Obvious really but do shop around. The average premium for young drivers is £1,858 but this disguises a vast range of quotes. Insurers target specific markets, such as young drivers, by offering competitive premiums, while others discourage the same business by pricing themselves out of the market.

 

5 Look into multi-car policies

Consider taking out a multi-car policy to reduce premiums for all cars in the household. Individual claims have no impact on other premiums.

 

6 Don’t inflate the value of the car

Don’t inflate the value of the car. It will increase your premium but insurers pay out only the market value of the car at the time it is written off and not what you paid for it or what you think it is worth.

 

7 Look into black box recorders

Consider having a telematics ‘black box’ device such as Admiral LittleBox fitted that monitors driver behaviour and rewards good driving.

 

8 Haggle

Having established what the car will cost to insure, negotiate a suitable discount on the car’s price.

 


 

Five insurable cars for young drivers…

Safety first: Renault Clio Expression 1.2 16v 75

Insurance group: 7

Expensive? Do you realise how much you’ve spent raising your child? Euro NCAP named the Clio the safest supermini of 2012 for its adult and child occupant, passenger protection, and its safety assist systems. On this last point, the Clio comes equipped with anti-lock brakes, emergency brake assist, electronic stability control and front curtain airbags. We’re not saying they’ll need them but…

 

Top-value safety: Skoda Citigo 3dr S

Insurance group: 1

Youngsters are image-conscious so you may have a fight on your hands persuading your offspring to accept a Skoda but first, remind them who’s contributing to this grand enterprise and second, be sure they have a test drive. They’ll be smitten by the little car’s get-up-and-go spirit and perhaps even quietly impressed by its standard-issue anti-lock brakes, plethora of airbags and daytime running lights. Still struggling? It has a CD player, too, with MP3.

 

Tough as old boots: VW Polo 1.2 E 60 PS 3dr

Insurance group:  4

Hands up: it’s a Euro NCAP four-star car but its big-car quality and mature manners are compensation enough.
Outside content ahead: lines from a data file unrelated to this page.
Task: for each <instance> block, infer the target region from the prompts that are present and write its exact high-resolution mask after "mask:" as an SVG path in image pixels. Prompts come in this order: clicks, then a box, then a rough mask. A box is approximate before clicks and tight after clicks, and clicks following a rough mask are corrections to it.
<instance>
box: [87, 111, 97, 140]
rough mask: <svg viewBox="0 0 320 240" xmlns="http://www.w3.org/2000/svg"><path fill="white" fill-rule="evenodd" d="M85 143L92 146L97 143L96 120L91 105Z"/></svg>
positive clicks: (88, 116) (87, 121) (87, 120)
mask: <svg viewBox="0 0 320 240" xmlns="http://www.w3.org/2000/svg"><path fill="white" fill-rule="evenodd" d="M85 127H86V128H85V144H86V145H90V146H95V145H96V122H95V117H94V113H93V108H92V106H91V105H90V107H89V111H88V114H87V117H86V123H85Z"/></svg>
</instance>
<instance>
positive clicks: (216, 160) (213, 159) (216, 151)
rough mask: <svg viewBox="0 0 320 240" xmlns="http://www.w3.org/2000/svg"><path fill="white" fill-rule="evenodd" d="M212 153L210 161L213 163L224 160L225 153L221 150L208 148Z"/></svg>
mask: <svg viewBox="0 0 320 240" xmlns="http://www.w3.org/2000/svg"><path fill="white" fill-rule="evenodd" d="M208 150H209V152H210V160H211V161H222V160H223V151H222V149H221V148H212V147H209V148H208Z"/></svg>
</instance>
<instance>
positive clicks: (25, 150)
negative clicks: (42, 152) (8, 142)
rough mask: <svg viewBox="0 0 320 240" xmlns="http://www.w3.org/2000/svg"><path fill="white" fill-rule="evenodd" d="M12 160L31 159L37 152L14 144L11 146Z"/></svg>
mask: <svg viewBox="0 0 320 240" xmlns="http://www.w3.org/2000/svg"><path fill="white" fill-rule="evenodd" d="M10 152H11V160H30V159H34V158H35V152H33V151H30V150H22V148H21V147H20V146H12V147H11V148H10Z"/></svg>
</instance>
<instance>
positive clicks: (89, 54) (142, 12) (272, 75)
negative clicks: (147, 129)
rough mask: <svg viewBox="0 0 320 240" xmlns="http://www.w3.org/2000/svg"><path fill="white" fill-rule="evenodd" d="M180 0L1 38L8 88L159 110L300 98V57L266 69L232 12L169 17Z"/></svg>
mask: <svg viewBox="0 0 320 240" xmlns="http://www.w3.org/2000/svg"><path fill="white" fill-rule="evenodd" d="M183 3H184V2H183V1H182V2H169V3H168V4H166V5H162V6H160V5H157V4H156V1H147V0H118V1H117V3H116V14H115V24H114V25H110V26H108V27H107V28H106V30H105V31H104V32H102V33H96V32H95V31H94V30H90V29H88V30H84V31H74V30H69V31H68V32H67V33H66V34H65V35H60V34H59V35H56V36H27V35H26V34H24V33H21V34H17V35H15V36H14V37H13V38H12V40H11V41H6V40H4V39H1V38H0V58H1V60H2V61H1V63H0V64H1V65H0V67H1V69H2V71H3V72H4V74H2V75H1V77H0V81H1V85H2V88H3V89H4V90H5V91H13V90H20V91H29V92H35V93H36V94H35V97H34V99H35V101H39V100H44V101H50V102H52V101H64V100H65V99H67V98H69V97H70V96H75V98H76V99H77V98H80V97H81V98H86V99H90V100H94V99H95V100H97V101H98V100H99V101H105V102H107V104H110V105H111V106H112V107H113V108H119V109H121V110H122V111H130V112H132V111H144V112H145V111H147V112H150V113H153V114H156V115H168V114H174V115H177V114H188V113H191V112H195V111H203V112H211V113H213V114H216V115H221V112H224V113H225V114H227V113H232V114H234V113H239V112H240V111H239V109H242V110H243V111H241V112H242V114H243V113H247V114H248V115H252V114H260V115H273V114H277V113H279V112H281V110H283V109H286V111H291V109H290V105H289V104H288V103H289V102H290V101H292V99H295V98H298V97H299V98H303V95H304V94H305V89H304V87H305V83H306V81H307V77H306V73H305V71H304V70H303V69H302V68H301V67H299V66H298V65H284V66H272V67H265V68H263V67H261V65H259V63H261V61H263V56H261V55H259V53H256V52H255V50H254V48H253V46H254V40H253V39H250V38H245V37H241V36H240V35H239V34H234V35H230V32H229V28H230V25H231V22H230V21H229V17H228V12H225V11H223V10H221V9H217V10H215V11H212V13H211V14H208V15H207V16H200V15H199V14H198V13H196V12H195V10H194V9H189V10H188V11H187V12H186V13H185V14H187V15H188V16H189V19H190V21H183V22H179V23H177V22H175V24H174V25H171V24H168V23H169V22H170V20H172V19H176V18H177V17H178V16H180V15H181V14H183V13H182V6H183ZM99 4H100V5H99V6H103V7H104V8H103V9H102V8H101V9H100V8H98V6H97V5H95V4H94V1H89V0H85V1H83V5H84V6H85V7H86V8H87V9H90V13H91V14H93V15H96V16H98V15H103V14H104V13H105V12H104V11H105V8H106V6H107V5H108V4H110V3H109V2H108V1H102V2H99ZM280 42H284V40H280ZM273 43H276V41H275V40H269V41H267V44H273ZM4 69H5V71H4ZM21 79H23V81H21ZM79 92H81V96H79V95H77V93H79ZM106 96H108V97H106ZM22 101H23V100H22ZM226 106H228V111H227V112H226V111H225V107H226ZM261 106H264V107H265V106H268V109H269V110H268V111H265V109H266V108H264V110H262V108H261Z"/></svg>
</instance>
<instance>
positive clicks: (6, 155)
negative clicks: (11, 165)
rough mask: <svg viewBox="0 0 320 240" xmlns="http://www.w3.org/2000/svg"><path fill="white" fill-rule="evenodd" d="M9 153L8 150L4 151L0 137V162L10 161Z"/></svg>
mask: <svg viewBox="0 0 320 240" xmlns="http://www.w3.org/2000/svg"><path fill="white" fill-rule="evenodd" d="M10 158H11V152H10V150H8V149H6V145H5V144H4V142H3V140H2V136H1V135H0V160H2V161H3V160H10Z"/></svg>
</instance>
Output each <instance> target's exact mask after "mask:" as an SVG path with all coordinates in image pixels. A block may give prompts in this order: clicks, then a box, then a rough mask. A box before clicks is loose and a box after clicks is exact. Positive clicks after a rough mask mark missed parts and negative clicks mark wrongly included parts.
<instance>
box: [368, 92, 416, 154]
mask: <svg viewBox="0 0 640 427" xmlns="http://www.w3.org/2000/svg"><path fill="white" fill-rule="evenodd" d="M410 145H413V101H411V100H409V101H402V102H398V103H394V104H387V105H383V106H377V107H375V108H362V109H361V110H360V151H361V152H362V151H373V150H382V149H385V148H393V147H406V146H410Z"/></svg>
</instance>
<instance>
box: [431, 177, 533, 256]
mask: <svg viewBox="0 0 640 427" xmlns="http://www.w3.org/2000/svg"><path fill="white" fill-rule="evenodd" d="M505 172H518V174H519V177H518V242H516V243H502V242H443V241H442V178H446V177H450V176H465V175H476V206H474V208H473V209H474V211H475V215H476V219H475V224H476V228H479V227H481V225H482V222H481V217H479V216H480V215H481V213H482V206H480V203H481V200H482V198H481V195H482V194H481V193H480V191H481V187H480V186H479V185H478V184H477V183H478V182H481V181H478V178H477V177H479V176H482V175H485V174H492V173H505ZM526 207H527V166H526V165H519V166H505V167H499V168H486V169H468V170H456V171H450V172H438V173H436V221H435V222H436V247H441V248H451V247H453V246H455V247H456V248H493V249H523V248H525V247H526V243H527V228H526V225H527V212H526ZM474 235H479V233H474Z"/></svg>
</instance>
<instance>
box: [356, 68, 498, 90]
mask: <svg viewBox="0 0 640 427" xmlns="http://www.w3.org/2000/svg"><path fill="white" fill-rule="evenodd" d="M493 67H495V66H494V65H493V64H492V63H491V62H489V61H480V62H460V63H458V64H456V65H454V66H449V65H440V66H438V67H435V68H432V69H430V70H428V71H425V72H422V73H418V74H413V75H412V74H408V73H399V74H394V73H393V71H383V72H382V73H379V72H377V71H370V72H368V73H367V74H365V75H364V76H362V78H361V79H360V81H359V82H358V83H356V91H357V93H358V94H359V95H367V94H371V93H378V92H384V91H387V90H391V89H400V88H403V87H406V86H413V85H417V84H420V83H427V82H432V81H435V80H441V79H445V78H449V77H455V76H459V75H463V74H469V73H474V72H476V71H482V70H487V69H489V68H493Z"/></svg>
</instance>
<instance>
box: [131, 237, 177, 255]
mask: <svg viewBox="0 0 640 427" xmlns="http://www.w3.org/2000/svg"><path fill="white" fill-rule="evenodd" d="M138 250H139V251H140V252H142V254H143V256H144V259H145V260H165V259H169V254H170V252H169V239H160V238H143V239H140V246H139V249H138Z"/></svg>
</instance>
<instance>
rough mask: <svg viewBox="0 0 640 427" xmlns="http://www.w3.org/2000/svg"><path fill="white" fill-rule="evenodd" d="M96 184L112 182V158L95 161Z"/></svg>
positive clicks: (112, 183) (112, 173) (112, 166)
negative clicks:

The Polo is a tough little car, easily able to suffer the slings and arrows of outrageous driving, and in any case, this one comes with anti-lock brakes, a big safety tick in anyone’s book.

 

Safety on the cheap: Vauxhall Corsa 1.0 Life 3dr

Insurance group: 5 

A still-current shape, a spacious cabin and five stars in the crash test. It gets better: there are thousands to choose from so you’re sure to find a price that suits your budget and a colour that suits your young driver. Like all of the featured cars, they shouldn’t expect too much in the way of creature comforts but as you will need to remind them, that’s not really the point.

 

The wildcard: Aixam Coupé S

Insurance group: 15 

Why wait until they’re 17 when they can start developing their road sense from the age of 16 with this? It’s a quadricycle, defined as a four-wheeled passenger vehicle weighing no more than 350kg and with a top speed of 28mph. The French made Coupé S can be driven on a full moped licence (it costs around £450 for lessons and the two tests to acquire) and is powered by a 5bhp diesel motor.

The importer claims it has been crash tested by UTAC, a French vehicle research agency, but there is no EuroNCAP crash test result and quadricycles aren’t required to pass the same stringent tests as cars. The Coupé S will cost a 16-year old between £1700 to £2500 to insure; no small beer but they will at least have a, hopefully, blemish-free driving record to present when they come to insure their first car a year later.